Both systems thrive on feedback loops. In SBCC, we call that community evaluation. In LLMs and transformers, we call it training and fine-tuning.
Why This Powers Frontline-Aware AI™
Here’s the crucial connection: the very features that make Transformers powerful in language prediction also make them perfect for healthcare at the edge.
- Attention enables personalization across millions of SMS or WhatsApp conversations.
- Context embedding ties every message back to policy, clinic guidelines, and household realities.
- Decision layers drive next best actions for patients, caregivers, or health workers.
At DPE, we call this Frontline-Aware AI™. It’s our strategy to move beyond “AI in the cloud” toward AI that understands and adapts to frontline realities – from low-resource clinics to households receiving life-saving reminders.
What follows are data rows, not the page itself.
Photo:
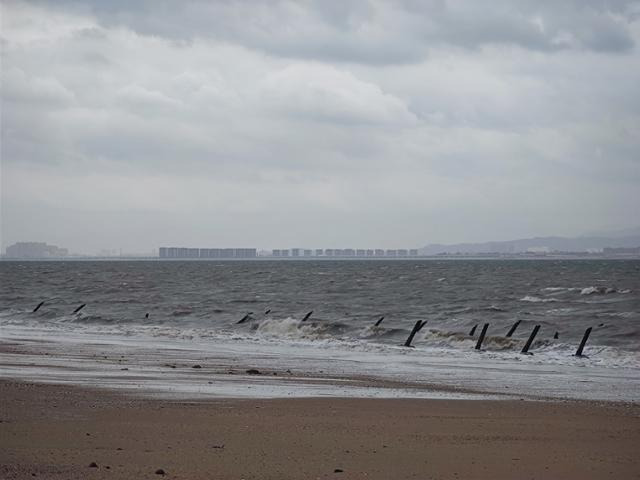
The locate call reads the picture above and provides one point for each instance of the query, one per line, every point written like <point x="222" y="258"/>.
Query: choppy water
<point x="347" y="297"/>
<point x="200" y="303"/>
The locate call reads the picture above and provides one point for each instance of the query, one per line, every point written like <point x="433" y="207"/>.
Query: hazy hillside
<point x="563" y="244"/>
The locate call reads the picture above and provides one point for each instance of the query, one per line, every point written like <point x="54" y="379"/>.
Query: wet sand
<point x="50" y="431"/>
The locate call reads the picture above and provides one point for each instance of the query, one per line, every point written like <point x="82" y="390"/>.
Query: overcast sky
<point x="317" y="124"/>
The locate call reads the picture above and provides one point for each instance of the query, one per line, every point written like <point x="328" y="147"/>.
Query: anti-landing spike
<point x="527" y="345"/>
<point x="585" y="337"/>
<point x="513" y="328"/>
<point x="482" y="334"/>
<point x="416" y="328"/>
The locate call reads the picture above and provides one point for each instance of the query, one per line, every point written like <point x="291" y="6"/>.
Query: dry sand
<point x="49" y="431"/>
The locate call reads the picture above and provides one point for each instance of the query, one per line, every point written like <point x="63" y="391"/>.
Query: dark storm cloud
<point x="377" y="32"/>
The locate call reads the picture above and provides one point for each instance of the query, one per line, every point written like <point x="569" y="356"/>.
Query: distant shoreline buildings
<point x="345" y="252"/>
<point x="181" y="252"/>
<point x="35" y="250"/>
<point x="207" y="253"/>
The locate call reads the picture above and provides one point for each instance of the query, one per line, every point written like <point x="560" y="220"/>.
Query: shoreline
<point x="57" y="431"/>
<point x="182" y="369"/>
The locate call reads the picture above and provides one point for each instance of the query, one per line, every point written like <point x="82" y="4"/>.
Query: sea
<point x="145" y="325"/>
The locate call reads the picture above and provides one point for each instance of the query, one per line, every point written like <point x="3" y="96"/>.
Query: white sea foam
<point x="533" y="299"/>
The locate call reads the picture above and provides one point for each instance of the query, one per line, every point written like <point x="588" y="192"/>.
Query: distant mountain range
<point x="627" y="239"/>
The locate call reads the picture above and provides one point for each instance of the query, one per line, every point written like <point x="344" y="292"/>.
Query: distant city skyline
<point x="127" y="125"/>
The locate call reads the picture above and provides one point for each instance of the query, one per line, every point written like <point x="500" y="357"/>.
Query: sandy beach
<point x="57" y="432"/>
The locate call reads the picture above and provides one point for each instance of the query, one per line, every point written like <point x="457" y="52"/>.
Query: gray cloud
<point x="378" y="32"/>
<point x="316" y="124"/>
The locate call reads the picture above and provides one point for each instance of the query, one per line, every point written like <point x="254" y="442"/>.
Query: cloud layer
<point x="337" y="124"/>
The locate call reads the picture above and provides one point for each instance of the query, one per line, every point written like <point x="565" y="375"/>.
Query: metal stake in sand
<point x="485" y="327"/>
<point x="513" y="328"/>
<point x="416" y="328"/>
<point x="585" y="337"/>
<point x="80" y="308"/>
<point x="525" y="349"/>
<point x="38" y="307"/>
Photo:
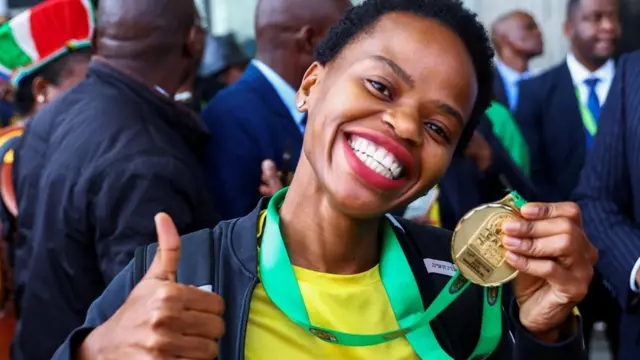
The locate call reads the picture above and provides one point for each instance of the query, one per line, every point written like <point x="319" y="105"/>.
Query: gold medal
<point x="476" y="246"/>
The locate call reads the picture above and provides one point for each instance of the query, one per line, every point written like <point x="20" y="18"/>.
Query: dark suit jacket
<point x="609" y="195"/>
<point x="549" y="117"/>
<point x="248" y="123"/>
<point x="499" y="90"/>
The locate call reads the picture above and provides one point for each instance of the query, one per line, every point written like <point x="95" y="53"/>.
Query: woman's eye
<point x="437" y="130"/>
<point x="381" y="88"/>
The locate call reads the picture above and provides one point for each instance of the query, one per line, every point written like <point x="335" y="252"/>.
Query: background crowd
<point x="140" y="121"/>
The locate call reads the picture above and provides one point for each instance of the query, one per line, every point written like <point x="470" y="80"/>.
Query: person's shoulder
<point x="235" y="100"/>
<point x="629" y="64"/>
<point x="545" y="78"/>
<point x="631" y="60"/>
<point x="425" y="237"/>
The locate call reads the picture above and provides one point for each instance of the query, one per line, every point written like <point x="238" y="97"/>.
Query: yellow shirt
<point x="348" y="303"/>
<point x="8" y="134"/>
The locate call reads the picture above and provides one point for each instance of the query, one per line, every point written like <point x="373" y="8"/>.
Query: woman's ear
<point x="311" y="78"/>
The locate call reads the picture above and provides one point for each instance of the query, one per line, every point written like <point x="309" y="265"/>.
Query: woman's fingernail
<point x="531" y="210"/>
<point x="510" y="226"/>
<point x="511" y="242"/>
<point x="512" y="257"/>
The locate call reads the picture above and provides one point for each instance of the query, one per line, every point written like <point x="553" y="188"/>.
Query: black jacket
<point x="235" y="271"/>
<point x="93" y="168"/>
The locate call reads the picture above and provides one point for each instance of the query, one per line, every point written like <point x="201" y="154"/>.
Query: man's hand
<point x="479" y="151"/>
<point x="271" y="182"/>
<point x="161" y="319"/>
<point x="555" y="261"/>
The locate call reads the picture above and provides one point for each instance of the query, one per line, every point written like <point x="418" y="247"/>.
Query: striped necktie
<point x="593" y="103"/>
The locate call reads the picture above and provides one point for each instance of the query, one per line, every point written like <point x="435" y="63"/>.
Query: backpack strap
<point x="197" y="260"/>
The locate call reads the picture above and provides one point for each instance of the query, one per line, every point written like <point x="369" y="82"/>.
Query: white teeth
<point x="376" y="157"/>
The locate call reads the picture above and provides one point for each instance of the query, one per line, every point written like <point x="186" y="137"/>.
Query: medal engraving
<point x="476" y="263"/>
<point x="477" y="245"/>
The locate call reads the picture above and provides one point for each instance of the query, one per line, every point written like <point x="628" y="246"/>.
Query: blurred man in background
<point x="517" y="40"/>
<point x="558" y="113"/>
<point x="257" y="118"/>
<point x="96" y="165"/>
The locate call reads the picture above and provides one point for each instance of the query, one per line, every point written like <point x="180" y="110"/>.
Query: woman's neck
<point x="321" y="238"/>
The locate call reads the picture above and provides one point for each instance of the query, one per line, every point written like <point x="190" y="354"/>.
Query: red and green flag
<point x="42" y="34"/>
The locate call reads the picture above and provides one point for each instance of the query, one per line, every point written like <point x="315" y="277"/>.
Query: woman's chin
<point x="360" y="203"/>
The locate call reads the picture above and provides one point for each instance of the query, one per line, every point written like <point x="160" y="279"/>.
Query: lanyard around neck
<point x="280" y="284"/>
<point x="588" y="120"/>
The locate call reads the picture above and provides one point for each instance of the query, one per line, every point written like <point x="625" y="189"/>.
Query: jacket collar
<point x="178" y="117"/>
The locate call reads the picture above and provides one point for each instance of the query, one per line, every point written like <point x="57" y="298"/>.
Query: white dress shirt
<point x="606" y="73"/>
<point x="579" y="74"/>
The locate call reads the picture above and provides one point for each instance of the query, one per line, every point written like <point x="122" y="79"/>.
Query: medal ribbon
<point x="280" y="284"/>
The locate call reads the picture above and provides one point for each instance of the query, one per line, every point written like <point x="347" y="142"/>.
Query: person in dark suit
<point x="557" y="109"/>
<point x="256" y="118"/>
<point x="517" y="39"/>
<point x="609" y="195"/>
<point x="558" y="113"/>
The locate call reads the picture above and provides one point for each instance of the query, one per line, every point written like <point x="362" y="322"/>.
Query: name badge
<point x="440" y="267"/>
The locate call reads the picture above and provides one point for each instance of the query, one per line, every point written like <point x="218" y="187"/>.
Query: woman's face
<point x="386" y="115"/>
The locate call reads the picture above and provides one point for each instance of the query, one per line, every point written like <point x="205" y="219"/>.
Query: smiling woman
<point x="396" y="88"/>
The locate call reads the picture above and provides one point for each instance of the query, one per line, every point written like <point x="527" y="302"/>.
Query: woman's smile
<point x="378" y="159"/>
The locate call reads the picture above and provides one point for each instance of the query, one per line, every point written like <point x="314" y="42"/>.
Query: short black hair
<point x="53" y="72"/>
<point x="451" y="13"/>
<point x="572" y="5"/>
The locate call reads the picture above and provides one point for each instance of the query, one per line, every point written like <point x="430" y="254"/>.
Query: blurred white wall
<point x="237" y="16"/>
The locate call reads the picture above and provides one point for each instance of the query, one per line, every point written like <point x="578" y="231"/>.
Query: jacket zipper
<point x="245" y="318"/>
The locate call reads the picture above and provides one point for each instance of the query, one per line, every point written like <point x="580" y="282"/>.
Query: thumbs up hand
<point x="161" y="319"/>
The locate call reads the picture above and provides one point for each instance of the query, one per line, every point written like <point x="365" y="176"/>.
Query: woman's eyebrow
<point x="397" y="69"/>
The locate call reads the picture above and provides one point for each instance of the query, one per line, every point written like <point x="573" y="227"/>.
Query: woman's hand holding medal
<point x="555" y="260"/>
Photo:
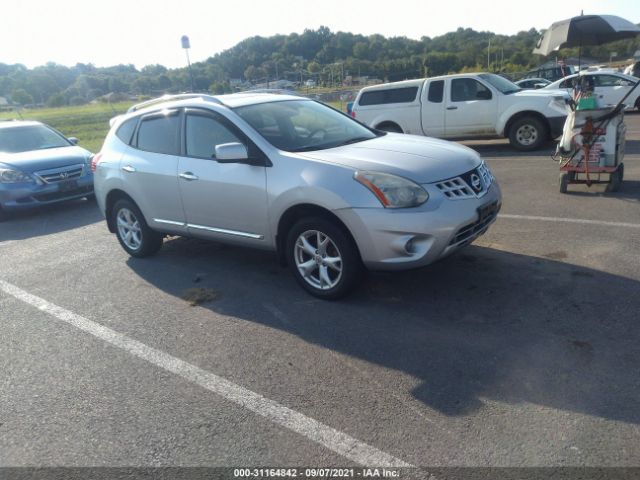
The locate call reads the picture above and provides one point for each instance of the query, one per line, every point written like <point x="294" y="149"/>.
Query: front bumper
<point x="410" y="238"/>
<point x="22" y="196"/>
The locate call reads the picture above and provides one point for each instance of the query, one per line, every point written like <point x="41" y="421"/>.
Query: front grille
<point x="455" y="188"/>
<point x="55" y="175"/>
<point x="50" y="197"/>
<point x="469" y="232"/>
<point x="472" y="184"/>
<point x="485" y="173"/>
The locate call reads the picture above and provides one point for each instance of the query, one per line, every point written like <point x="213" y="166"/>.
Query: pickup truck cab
<point x="474" y="105"/>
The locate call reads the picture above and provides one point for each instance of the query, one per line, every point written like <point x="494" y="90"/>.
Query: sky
<point x="145" y="32"/>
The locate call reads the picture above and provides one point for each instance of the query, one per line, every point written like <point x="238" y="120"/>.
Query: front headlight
<point x="14" y="176"/>
<point x="391" y="190"/>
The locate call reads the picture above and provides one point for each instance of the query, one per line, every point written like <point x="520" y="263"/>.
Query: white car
<point x="466" y="105"/>
<point x="609" y="87"/>
<point x="532" y="83"/>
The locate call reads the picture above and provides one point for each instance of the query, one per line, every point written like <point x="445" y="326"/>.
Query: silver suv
<point x="291" y="175"/>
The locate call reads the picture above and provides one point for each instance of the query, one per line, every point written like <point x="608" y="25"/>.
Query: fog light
<point x="408" y="247"/>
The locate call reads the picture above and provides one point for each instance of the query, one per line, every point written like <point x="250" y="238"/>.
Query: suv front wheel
<point x="323" y="258"/>
<point x="132" y="231"/>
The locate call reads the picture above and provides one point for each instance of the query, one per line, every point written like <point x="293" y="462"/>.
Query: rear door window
<point x="390" y="95"/>
<point x="436" y="91"/>
<point x="467" y="89"/>
<point x="125" y="131"/>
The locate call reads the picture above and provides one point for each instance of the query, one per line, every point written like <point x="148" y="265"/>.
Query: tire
<point x="563" y="180"/>
<point x="133" y="233"/>
<point x="390" y="127"/>
<point x="303" y="253"/>
<point x="615" y="182"/>
<point x="528" y="133"/>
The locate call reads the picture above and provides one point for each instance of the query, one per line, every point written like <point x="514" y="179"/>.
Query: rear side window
<point x="468" y="89"/>
<point x="390" y="95"/>
<point x="436" y="91"/>
<point x="160" y="134"/>
<point x="125" y="131"/>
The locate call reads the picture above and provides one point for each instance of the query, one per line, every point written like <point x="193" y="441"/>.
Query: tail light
<point x="95" y="160"/>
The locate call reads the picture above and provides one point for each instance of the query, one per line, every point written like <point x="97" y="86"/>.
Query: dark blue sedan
<point x="39" y="165"/>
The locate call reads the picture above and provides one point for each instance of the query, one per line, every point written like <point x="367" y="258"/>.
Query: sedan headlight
<point x="392" y="191"/>
<point x="14" y="176"/>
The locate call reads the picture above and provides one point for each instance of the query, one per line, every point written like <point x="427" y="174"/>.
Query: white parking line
<point x="333" y="439"/>
<point x="570" y="220"/>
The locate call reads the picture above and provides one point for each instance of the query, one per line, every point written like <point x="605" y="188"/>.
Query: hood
<point x="35" y="160"/>
<point x="421" y="159"/>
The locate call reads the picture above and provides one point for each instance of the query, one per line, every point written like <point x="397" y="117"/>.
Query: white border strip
<point x="337" y="441"/>
<point x="570" y="220"/>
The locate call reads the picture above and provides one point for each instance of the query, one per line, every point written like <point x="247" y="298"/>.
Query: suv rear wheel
<point x="527" y="133"/>
<point x="323" y="258"/>
<point x="132" y="231"/>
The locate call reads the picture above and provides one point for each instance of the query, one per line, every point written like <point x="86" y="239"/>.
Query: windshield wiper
<point x="352" y="140"/>
<point x="308" y="148"/>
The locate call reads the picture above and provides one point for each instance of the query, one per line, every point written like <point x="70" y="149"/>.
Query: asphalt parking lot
<point x="521" y="350"/>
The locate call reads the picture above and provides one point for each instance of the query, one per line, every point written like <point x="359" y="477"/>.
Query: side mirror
<point x="231" y="153"/>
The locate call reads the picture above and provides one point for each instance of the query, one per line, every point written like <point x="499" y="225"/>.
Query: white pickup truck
<point x="474" y="105"/>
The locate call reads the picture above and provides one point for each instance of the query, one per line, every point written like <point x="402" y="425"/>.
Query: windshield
<point x="502" y="84"/>
<point x="303" y="125"/>
<point x="32" y="137"/>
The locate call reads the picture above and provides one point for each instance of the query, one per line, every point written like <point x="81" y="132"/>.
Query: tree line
<point x="320" y="54"/>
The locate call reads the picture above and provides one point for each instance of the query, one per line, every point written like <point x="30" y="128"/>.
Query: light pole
<point x="186" y="45"/>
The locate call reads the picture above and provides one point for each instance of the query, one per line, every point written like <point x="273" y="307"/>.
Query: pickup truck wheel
<point x="527" y="133"/>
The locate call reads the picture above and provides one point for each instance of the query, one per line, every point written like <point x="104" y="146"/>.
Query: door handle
<point x="188" y="176"/>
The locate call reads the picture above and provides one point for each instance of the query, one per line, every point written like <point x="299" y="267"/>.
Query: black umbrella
<point x="585" y="30"/>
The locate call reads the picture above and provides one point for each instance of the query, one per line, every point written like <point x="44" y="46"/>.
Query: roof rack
<point x="170" y="98"/>
<point x="275" y="91"/>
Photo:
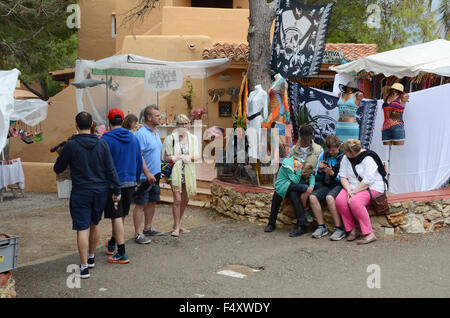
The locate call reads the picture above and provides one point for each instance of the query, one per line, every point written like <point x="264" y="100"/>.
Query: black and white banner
<point x="299" y="38"/>
<point x="324" y="110"/>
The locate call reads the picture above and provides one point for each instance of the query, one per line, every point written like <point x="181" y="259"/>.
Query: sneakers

It’s not just about accuracy; it’s about alignment, trust, and impact.
And this is why we have built Interch™ to bridge these. And our modular product suite (InfoAFYA™, Signal™, etc.) ensures each piece strengthens the next – the “Better Together” strategy.
Bold Mission, Grounded Execution
So why talk about transformers in the context of SBCC? Because it reframes what’s possible.
- Behavior science integration: Like queries, they help us frame the right question and context.
- SMS generation: Attention-driven personalization means more effective nudges.
- Chatbot support: Contextual memory ensures people feel heard and guided, not just “replied to.”
Every cycle of attention, every campaign iteration, brings us closer to our north star: 10B health messages delivered safely, inclusively, and impactfully.
Transformers and SBCC may seem like odd companions. One is math-heavy, the other human-centered. But when put together, they unlock something rare: precision with empathy.
And that is why we are aggressively betting on Large Language Models in SBCC. We believe they hold the key in getting people to receive the right health message, at the right time, in the right way, saving lives as a result.